Vector and embedding security is crucial for RAG systems. Ensure proper access controls on vector databases and validate knowledge base integrity regularly.

9. Misinformation (LLM09:2025)

Misinformation addresses the risk of LLMs producing false or misleading information that appears credible, including hallucinations and fabricated citations.

Types

  • Factual Errors: Incorrect statements presented as fact
  • Unsupported Claims: Assertions without proper evidence
  • Expertise Misrepresentation: False claims about qualifications
  • Fabricated Sources: Made-up citations, studies, or references
main.py
from deepteam.vulnerabilities import Misinformation, Competition

misinformation_tests = [
Misinformation(types=[
"factual errors",
"unsupported claims",
"expertize misrepresentation"
]),
Competition(types=["discreditation"])
]

risk_assessment = red_team(
model_callback=your_model_callback,
vulnerabilities=misinformation_tests,
attacks=[PromptInjection(), Roleplay(), PromptProbing()]
)
danger

LLM misinformation can have serious consequences in domains like healthcare, finance, and legal advice. Always implement fact-checking and disclaimer mechanisms.

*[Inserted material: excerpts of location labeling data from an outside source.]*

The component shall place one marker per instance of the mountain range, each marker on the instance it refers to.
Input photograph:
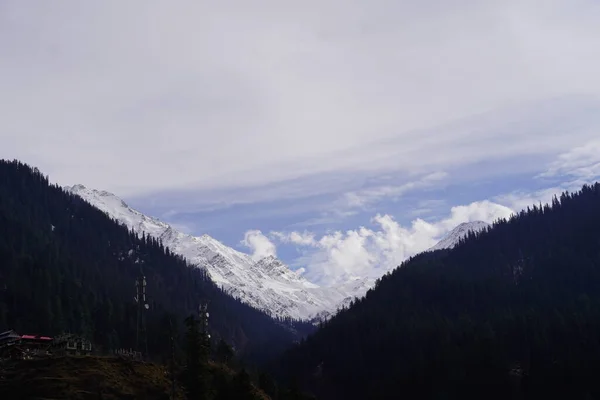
(267, 284)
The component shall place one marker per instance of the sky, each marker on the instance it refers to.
(341, 136)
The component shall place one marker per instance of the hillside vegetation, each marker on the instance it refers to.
(66, 267)
(512, 312)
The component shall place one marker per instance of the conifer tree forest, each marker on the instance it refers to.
(67, 267)
(512, 312)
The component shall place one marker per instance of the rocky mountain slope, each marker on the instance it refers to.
(267, 284)
(454, 236)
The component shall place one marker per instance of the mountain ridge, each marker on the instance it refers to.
(267, 284)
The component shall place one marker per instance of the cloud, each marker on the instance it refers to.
(337, 257)
(156, 103)
(582, 163)
(365, 197)
(299, 238)
(259, 245)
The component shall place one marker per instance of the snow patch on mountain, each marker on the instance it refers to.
(454, 236)
(267, 284)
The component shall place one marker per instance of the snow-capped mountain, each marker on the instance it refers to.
(267, 284)
(454, 236)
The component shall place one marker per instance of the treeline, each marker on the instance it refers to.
(67, 267)
(511, 312)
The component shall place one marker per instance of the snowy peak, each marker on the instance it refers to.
(267, 284)
(454, 236)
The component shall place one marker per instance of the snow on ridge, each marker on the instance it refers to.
(461, 231)
(267, 284)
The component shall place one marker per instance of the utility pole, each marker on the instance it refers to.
(172, 364)
(140, 299)
(203, 314)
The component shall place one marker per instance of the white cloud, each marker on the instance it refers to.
(259, 245)
(337, 257)
(299, 238)
(138, 97)
(365, 197)
(582, 163)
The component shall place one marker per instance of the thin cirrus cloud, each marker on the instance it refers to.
(201, 106)
(212, 96)
(336, 257)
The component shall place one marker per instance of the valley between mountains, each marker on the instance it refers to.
(267, 284)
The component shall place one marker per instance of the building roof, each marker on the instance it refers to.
(36, 337)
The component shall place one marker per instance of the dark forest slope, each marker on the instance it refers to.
(513, 312)
(65, 266)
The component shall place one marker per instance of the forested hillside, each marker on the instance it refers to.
(65, 266)
(512, 312)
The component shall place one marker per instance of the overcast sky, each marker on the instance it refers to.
(288, 125)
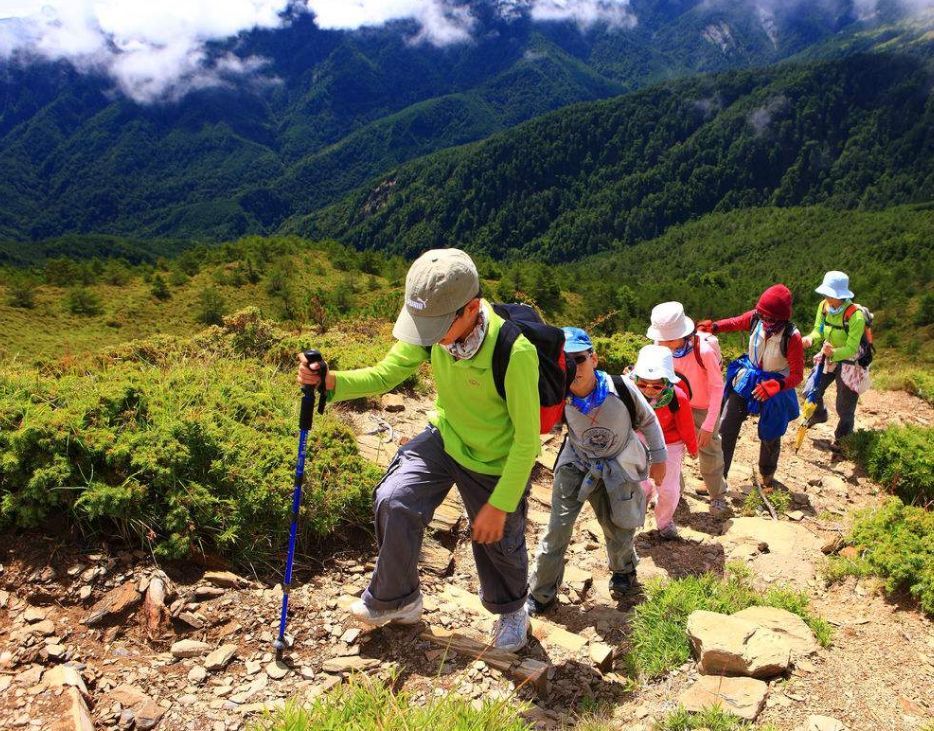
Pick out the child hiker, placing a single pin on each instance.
(840, 324)
(763, 380)
(478, 440)
(655, 378)
(603, 461)
(697, 362)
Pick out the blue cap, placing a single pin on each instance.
(576, 340)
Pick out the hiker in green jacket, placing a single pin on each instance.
(478, 440)
(839, 325)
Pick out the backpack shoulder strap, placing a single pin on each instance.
(625, 395)
(696, 349)
(789, 330)
(508, 334)
(674, 406)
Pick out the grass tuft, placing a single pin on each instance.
(366, 704)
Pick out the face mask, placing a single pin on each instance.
(685, 348)
(468, 347)
(595, 399)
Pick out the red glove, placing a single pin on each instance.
(766, 389)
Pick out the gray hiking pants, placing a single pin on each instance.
(731, 419)
(565, 507)
(846, 403)
(415, 484)
(710, 458)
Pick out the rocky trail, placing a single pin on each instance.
(104, 638)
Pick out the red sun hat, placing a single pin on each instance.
(775, 303)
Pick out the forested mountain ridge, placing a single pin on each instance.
(332, 110)
(851, 133)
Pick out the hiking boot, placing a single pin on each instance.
(622, 584)
(511, 631)
(719, 508)
(534, 607)
(409, 614)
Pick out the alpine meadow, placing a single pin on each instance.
(651, 282)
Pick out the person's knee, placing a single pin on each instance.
(396, 502)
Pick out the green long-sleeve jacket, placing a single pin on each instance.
(481, 431)
(845, 344)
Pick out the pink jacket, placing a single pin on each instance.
(706, 382)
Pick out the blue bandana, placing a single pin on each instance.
(684, 349)
(595, 399)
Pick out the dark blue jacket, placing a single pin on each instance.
(774, 413)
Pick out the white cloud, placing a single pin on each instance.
(586, 13)
(441, 22)
(156, 49)
(152, 50)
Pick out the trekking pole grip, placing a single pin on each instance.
(308, 398)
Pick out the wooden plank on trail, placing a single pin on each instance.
(524, 671)
(542, 629)
(375, 448)
(435, 558)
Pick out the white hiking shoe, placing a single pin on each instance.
(511, 631)
(409, 614)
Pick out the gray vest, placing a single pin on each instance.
(605, 433)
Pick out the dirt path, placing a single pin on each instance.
(878, 674)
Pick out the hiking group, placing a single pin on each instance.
(503, 377)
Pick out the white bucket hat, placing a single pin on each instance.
(836, 285)
(669, 322)
(655, 362)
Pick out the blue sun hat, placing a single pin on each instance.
(835, 285)
(576, 340)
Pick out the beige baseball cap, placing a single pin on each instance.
(439, 283)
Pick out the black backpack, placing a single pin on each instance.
(555, 372)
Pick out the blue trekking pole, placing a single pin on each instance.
(306, 415)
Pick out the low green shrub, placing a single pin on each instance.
(618, 351)
(901, 458)
(752, 503)
(659, 640)
(896, 542)
(370, 705)
(916, 381)
(197, 455)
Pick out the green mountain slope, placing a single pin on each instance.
(854, 133)
(335, 110)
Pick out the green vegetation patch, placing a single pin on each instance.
(193, 455)
(896, 542)
(369, 705)
(659, 640)
(710, 719)
(900, 457)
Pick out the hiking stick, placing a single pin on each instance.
(305, 418)
(765, 500)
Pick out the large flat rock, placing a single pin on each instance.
(785, 624)
(728, 645)
(743, 697)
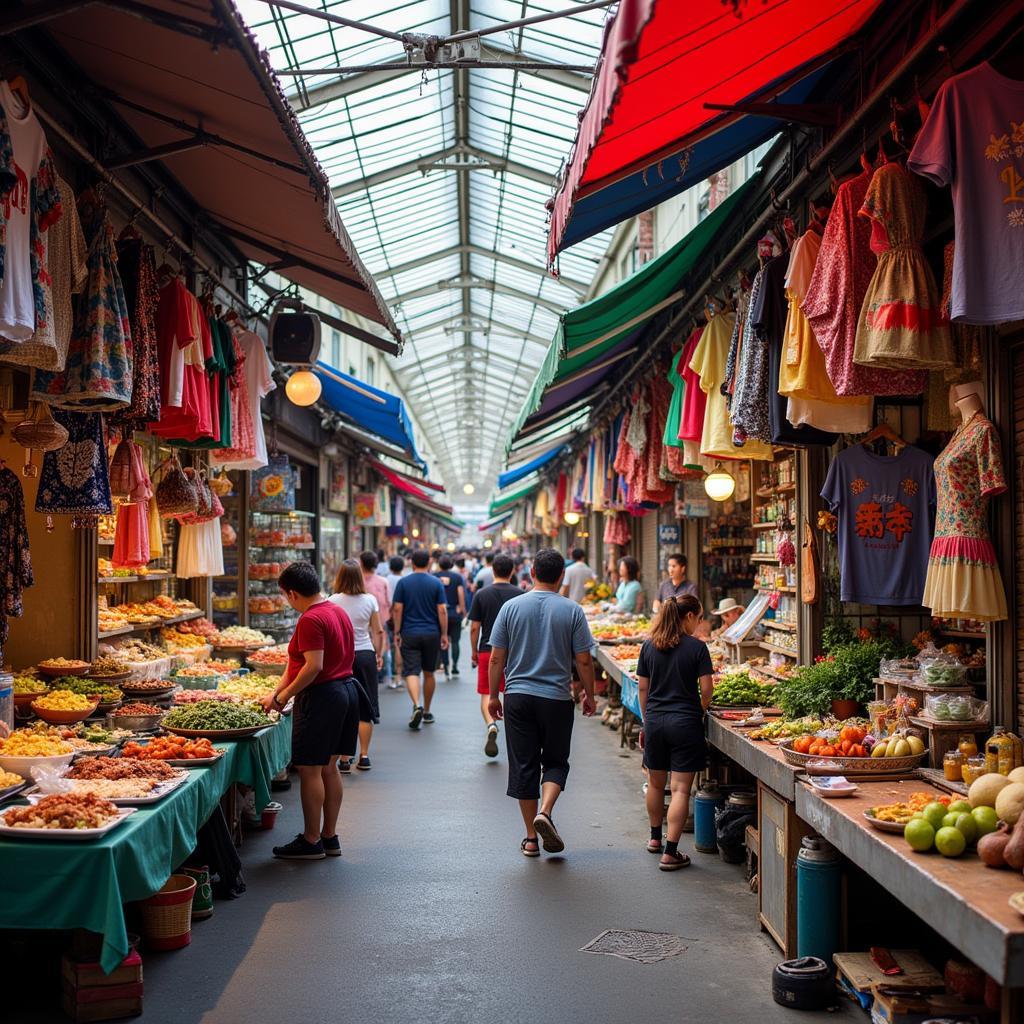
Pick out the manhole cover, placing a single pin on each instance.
(644, 947)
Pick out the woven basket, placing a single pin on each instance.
(167, 914)
(865, 765)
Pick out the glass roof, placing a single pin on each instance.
(458, 252)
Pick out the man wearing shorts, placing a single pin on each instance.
(420, 613)
(482, 613)
(535, 641)
(326, 716)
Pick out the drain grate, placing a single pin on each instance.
(644, 947)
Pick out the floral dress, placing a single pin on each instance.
(16, 572)
(901, 324)
(964, 579)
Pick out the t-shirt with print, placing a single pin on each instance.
(452, 581)
(674, 676)
(23, 197)
(577, 577)
(541, 632)
(974, 141)
(324, 627)
(485, 606)
(886, 507)
(359, 608)
(419, 594)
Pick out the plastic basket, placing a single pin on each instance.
(167, 914)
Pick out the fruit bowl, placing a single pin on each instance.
(52, 717)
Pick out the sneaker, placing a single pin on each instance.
(491, 747)
(300, 849)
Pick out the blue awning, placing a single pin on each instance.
(370, 409)
(646, 188)
(514, 475)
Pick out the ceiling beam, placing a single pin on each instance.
(467, 283)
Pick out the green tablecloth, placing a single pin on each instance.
(66, 884)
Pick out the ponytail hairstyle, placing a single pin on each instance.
(668, 629)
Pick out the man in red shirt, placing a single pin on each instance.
(326, 716)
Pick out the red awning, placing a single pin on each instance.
(188, 78)
(663, 61)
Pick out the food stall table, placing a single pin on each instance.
(962, 899)
(64, 884)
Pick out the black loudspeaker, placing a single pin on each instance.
(295, 335)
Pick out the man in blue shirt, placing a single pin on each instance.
(535, 641)
(420, 613)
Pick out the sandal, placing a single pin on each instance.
(549, 834)
(673, 861)
(536, 852)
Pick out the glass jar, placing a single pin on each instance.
(974, 768)
(967, 744)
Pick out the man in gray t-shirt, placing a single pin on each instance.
(578, 574)
(535, 641)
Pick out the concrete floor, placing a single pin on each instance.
(432, 913)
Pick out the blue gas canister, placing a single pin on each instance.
(818, 873)
(708, 800)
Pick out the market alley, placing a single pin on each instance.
(432, 913)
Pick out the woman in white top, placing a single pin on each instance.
(350, 595)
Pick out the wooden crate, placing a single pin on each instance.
(779, 834)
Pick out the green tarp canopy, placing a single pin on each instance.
(594, 338)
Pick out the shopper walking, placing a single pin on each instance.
(578, 574)
(677, 585)
(327, 712)
(376, 584)
(350, 593)
(420, 613)
(675, 682)
(482, 613)
(455, 596)
(534, 642)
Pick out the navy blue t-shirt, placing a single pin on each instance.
(419, 594)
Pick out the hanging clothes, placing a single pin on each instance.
(836, 293)
(66, 264)
(74, 478)
(901, 326)
(137, 266)
(964, 579)
(14, 556)
(708, 363)
(30, 203)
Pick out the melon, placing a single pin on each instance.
(1010, 803)
(984, 791)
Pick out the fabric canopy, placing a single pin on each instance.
(511, 476)
(190, 81)
(663, 62)
(593, 340)
(377, 412)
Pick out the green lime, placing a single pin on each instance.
(950, 842)
(986, 819)
(920, 835)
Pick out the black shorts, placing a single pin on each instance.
(325, 722)
(674, 742)
(420, 652)
(538, 733)
(365, 670)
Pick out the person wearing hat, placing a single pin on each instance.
(729, 610)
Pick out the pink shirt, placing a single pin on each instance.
(378, 587)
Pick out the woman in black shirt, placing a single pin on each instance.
(675, 680)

10. Unbounded Consumption (LLM10:2025)

Unbounded Consumption addresses uncontrolled resource usage that can lead to service degradation, financial losses, or system unavailability.

Types

  • Compute Exhaustion: Complex queries that consume excessive processing power
  • Memory Overload: Inputs that cause excessive memory usage
  • API Abuse: High-volume requests leading to cost escalation
  • Context Flooding: Extremely long inputs that overflow context windows
main.py
# Test for potentially resource-intensive patterns
resource_test = red_team(
model_callback=your_model_callback,
attacks=[
MathProblem(), # Complex computational requests
LinearJailbreaking(), # Extended conversations
CrescendoJailbreaking() # Escalating complexity
],
attacks_per_vulnerability_type=3, # Limited testing
max_concurrent=1 # Sequential testing to monitor resources
)
tip

Implement proper rate limiting, input validation, and resource monitoring in production systems. DeepTeam helps identify inputs that might cause resource issues.

Framework-Based Testing

Use DeepTeam's framework integration for comprehensive OWASP Top 10 testing:

from deepteam import red_team
from deepteam.frameworks import OWASPTop10

# Run comprehensive assessment
owasp_assessment = red_team(
model_callback=your_model_callback,
framework=OWASPTop10(),
attacks_per_vulnerability_type=5
)

print(f"Total test cases: {len(owasp_assessment.test_cases)}")
print(f"Pass rate: {owasp_assessment.pass_rate:.1%}")

Best Practices

  1. Regular Testing: Run OWASP assessments as part of your development cycle
  2. Comprehensive Coverage: Test all 10 risk categories with multiple attack methods
  3. Production Monitoring: Implement real-time monitoring for identified risks
  4. Iterative Improvement: Use test results to strengthen LLM defenses
  5. Framework Integration: Leverage DeepTeam's configs for standardized testing
note

The OWASP Top 10 for LLMs provides a foundation for LLM security. Customize your testing based on your specific use case, data sensitivity, and risk tolerance.

The 2025 OWASP Top 10 reflects the rapidly evolving LLM threat landscape. By using DeepTeam's comprehensive testing capabilities, you can proactively identify and address these critical security risks before they impact your users or organization.